All interactions with the child keep at their pace and follow their interests. The guide would pause to observe what the child is doing before responding accordingly. The session will end once the child shows signs of exhaustion or discomfort in the form of whining or escape behavior such as running away or screaming.

At the beginning, the sessions may only last for a few minutes at most, but gradually as the child develops, the sessions will get longer.

There is no set time or schedule to practice this approach which can happen whenever the opportunity arises. For younger children, that may be several times a day. Intensive Interaction is usually incorporated naturally into the child’s daily activities at day care or if they are enrolled into a special needs school.

Written by Angelyn.


Hutchinson, N., & Bodicoat, A. (2015). The effectiveness of intensive interaction: A systematic literature review. Journal of Applied Research in Intellectual Disabilities, 28, 437-454. doi:10.1111/jar.12138.
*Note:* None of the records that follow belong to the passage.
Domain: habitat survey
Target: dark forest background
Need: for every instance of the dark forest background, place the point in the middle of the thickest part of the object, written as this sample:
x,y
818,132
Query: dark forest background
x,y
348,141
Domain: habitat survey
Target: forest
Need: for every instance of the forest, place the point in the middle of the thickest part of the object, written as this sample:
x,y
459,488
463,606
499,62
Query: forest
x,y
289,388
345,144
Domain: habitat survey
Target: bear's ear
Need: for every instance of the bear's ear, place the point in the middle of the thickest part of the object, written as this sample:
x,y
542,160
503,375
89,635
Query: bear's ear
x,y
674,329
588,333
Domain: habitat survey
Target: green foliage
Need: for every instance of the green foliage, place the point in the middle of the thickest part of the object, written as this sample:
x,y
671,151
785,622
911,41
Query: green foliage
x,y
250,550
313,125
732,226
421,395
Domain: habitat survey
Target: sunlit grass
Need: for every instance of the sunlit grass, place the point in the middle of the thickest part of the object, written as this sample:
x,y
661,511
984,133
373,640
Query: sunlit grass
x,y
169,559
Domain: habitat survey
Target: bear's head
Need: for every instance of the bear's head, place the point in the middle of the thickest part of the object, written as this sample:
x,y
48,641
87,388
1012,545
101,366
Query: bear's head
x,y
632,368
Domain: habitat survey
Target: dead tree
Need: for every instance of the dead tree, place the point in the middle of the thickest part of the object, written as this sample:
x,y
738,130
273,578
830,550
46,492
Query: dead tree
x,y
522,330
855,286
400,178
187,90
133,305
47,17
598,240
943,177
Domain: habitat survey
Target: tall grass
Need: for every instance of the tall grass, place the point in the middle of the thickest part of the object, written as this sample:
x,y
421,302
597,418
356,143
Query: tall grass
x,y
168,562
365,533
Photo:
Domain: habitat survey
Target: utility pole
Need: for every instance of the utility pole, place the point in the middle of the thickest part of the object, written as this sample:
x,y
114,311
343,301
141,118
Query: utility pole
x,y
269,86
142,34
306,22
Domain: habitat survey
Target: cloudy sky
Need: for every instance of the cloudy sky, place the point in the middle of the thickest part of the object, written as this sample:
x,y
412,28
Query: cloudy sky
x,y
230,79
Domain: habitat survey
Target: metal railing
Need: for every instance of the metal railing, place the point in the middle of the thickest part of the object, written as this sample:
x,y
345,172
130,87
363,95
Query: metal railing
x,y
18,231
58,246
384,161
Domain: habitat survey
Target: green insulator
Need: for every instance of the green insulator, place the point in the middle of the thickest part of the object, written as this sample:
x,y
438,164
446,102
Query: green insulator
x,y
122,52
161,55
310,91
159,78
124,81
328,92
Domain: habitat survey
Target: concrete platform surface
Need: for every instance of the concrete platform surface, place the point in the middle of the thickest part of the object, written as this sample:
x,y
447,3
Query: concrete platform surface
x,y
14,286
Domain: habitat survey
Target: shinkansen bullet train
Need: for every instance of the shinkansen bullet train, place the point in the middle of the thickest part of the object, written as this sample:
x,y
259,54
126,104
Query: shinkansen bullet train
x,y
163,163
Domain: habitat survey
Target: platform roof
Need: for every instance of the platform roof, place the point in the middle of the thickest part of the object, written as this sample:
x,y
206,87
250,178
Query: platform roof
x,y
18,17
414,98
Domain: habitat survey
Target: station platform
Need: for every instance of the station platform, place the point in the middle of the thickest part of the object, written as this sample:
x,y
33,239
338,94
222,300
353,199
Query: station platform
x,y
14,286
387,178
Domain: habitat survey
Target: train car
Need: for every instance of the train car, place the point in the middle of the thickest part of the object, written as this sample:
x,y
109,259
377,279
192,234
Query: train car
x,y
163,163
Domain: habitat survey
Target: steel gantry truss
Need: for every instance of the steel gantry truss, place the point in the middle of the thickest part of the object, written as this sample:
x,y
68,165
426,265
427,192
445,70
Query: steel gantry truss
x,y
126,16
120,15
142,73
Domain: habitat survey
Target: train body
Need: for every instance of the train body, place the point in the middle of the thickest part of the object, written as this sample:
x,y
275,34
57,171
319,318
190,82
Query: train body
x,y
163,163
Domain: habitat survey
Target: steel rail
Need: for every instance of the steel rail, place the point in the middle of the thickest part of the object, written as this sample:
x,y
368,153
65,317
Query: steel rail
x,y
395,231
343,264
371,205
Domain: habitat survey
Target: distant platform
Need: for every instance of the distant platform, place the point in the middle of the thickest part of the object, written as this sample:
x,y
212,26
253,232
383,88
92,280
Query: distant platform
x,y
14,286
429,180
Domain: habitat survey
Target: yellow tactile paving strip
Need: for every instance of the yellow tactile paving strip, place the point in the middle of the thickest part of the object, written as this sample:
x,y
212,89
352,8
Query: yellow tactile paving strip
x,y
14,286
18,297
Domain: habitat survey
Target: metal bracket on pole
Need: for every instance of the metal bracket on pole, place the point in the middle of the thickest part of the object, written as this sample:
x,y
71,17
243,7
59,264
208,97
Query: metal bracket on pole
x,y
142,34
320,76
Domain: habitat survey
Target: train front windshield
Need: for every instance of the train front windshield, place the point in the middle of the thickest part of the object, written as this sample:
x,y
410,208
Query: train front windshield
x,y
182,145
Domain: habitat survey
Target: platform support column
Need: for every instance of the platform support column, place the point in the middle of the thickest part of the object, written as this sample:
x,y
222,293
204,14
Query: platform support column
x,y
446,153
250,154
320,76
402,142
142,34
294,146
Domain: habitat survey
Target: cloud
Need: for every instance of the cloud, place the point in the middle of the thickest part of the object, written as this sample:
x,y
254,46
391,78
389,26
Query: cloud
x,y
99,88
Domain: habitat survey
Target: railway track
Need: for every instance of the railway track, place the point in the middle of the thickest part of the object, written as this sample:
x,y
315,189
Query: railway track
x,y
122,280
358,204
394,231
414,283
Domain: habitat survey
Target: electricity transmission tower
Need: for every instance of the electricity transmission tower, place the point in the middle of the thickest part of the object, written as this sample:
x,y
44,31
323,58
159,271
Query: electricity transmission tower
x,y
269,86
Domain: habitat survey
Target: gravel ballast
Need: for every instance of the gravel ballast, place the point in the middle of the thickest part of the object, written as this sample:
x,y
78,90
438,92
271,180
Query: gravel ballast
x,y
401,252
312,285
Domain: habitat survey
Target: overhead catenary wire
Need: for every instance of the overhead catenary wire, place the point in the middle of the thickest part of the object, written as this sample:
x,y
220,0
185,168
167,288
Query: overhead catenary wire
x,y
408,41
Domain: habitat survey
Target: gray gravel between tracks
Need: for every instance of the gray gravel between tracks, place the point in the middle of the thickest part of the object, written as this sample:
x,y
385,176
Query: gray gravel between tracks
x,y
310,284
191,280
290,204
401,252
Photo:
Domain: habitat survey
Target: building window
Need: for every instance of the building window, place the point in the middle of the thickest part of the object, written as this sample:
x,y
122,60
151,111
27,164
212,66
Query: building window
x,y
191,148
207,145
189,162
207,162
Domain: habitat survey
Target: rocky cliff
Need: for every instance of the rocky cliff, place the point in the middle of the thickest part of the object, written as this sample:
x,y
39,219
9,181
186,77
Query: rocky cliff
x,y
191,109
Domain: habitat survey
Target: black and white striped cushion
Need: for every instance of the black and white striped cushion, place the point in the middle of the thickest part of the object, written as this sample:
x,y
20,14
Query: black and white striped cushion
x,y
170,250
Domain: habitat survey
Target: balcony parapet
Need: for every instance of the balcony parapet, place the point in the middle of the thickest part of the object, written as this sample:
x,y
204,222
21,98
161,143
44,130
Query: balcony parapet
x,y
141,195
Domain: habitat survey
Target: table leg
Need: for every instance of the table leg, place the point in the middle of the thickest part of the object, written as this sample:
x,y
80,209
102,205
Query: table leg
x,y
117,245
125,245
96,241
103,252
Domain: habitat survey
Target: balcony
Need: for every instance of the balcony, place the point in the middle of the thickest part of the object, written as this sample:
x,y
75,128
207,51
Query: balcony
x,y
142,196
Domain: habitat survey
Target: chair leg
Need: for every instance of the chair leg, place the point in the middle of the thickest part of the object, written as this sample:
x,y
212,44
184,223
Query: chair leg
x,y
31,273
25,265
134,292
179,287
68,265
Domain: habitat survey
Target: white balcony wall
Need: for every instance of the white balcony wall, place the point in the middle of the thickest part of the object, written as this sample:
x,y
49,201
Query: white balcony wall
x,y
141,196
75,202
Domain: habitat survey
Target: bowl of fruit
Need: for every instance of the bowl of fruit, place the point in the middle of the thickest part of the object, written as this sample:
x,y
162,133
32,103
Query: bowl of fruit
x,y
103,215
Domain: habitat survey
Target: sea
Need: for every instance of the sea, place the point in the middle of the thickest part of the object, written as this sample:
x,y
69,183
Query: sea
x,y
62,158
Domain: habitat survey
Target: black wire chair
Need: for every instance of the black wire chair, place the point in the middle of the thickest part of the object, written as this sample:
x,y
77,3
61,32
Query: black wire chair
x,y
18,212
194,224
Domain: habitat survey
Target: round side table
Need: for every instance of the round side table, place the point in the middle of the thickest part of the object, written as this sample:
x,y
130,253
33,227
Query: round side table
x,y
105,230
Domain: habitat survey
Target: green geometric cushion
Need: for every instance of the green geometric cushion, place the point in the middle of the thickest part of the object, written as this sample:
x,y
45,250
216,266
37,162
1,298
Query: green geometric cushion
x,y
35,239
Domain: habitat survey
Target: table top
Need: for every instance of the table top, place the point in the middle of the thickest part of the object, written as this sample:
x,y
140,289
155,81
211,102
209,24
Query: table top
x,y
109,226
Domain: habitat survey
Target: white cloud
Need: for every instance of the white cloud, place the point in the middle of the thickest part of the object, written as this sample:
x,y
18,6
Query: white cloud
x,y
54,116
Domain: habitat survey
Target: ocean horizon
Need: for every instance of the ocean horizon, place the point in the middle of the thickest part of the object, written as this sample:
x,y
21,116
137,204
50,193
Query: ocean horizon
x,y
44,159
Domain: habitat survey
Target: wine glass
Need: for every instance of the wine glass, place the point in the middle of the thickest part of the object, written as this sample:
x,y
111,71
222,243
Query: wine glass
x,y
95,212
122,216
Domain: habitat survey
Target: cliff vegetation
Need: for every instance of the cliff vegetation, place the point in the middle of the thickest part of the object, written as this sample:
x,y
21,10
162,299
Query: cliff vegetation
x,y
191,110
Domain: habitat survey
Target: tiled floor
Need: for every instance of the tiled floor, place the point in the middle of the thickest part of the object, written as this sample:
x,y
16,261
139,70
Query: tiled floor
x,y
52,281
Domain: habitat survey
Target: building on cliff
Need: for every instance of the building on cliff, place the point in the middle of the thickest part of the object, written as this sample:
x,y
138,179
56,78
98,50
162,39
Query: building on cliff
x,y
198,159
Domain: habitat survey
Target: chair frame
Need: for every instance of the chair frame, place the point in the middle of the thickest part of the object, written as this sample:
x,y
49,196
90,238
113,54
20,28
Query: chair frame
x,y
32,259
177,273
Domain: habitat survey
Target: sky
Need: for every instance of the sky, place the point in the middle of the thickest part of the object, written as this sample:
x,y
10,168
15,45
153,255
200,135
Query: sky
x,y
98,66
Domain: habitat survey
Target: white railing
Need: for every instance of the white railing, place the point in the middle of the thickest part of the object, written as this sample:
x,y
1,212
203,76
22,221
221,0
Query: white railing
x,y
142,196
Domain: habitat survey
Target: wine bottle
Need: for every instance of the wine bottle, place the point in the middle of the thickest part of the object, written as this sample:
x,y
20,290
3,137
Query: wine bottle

Jones, K., & Howley, M. (2010). An investigation into an interaction programme for children on the autism spectrum: Outcomes for children, perception of schools and a model for training. Journal of Research in Special Educational Needs, 10(2), 115-123. doi: 10.1111/j.1471-3802.2010.01153.x.

Nind, M., & Powell, S. (2000). Intensive interaction and autism: Some theoretical concerns. Children and Society, 14(2), 98-109. doi: 10.1111/j.1099-0860.2000.tb00158.x.

Ramachandran, V.S. (2011) ‘The Tell-Tale Brain’ Harvard University Press

Tee, A., & Reed, P. (2017). Controlled study of the impact on child behaviour problems of intensive interaction for children with ASD. Journal of Research in Special Educational Needs, 17(3), 179-186. doi: 10.1111/1471-3802.12376.

Wong, C., Odom, S.L., Hume, K., Cox, A.W., Fettig, A., Kucharczyk, S., Brock, M.E., Plavnick, J.B., Fleury, V.P., & Schultz, T.R. (2015). Evidence-based practices for children, youth, and young adults with autism spectrum disorder. Journal of Autism and Developmental Disorders, 45(7), 1951-1966. doi: 10.1007/s10803-014-2351-z.